Extreme Warning: Beware ID cards
University ID cards are rumoured to contain behaviour modification chips, meaning that their holders can be influenced into acting as instructed by some central body. The university was originally blamed but as things stand there is no evidence that indites them.
The chips were first suspected by Professor Nickety Nick Nickot of Warwick's Behaviour alteration department. "For a long time I have wondered why students chose to spend money in university outlets such as Bar Food or Library Cafe, they're so expensive for the amount of food available." From here he began to wonder if something was controlling the students' behaviour patterns. His first thought was water contamination, but he soon ruled out the idea "Well it couldn't be the water, its already so full of fluoride and strains of right wing politics, there really isn't room for anything else."
However in a stroke of good fortune Nickot's friend Professor Tom Tynold of the psychology department was investigating the high number of students who suffered from what is technically known as "Going into a room for some reason, but once you get there forgetting why it was you went in." After discussing each other's work over dinner they pondered upon a link between the two topics. Tynold takes up the story, "Many students choose to walk through the Arts Centre on their way to the bus stop or their halls of residence. Our studies showed that whilst in there they forget why they went in, but until I spoke to Nickety I didn't suspect anything sinister."
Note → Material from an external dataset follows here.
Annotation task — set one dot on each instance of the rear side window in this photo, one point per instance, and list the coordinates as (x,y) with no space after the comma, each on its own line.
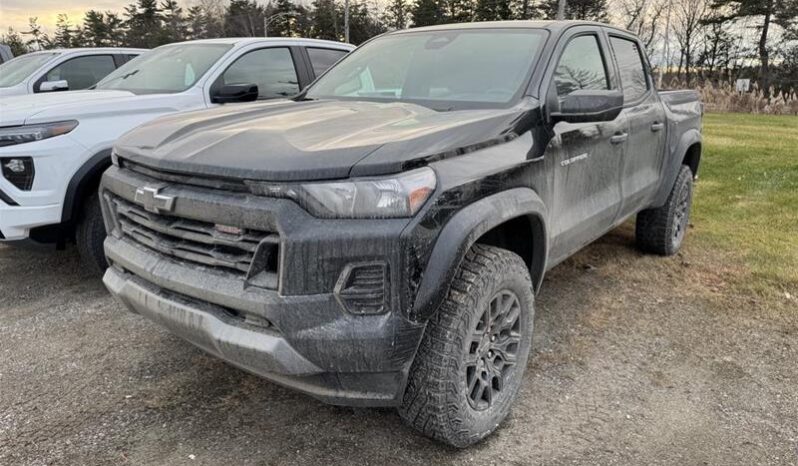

Once the ideas merged it became clear that indeed something sinister was going on, "We did some more research and found that those students forgetting why they were in the Arts Centre assumed they'd gone in there to get a cup of coffee or a snack, something no rational minded person would ever do." says Tynold. This was followed up by researching the Library Cafe and Bar Food, which gave similar results.
Whilst the possibility of a capitalist conspiracy is disturbing enough, it is feared that the cards have other affects too, which are thought may explain the alarming amounts of student apathy and the disproportionately high number of extreme right wing articles appearing in The Boar.
"We're quite concerned" says Tynold, "It would explain alot though, well meaning students who plan to take a stand often find themselves somehow unable to get out of bed in the mornings." One extreme case saw a whole corridor of first years in Rootes unable to get out of bed for a whole week. The corridor below just thought they'd got really drunk and were suffering from the ultimate collective hangover. However it turns out that they were planning on protesting about the lack of on campus recycling facilities, which after becoming bed struck they were unable to do.
Nickot is now working on a way to disarm the cards if indeed they are responsible, but for now his advice is that all students should minimise contact with them, he does not reccomend melting them, if indeed it is possible to do so. "It's quite possible that the cards, or whoever is controlling them, will not allow that to happen. We've had trial runs, but students attempting to melt them have suddenly found themselves unable to light a match." It is worth stressing that evidence currently is slightly tenuous so students should not concern themselves too much, however they should be cautious about overusing the cards.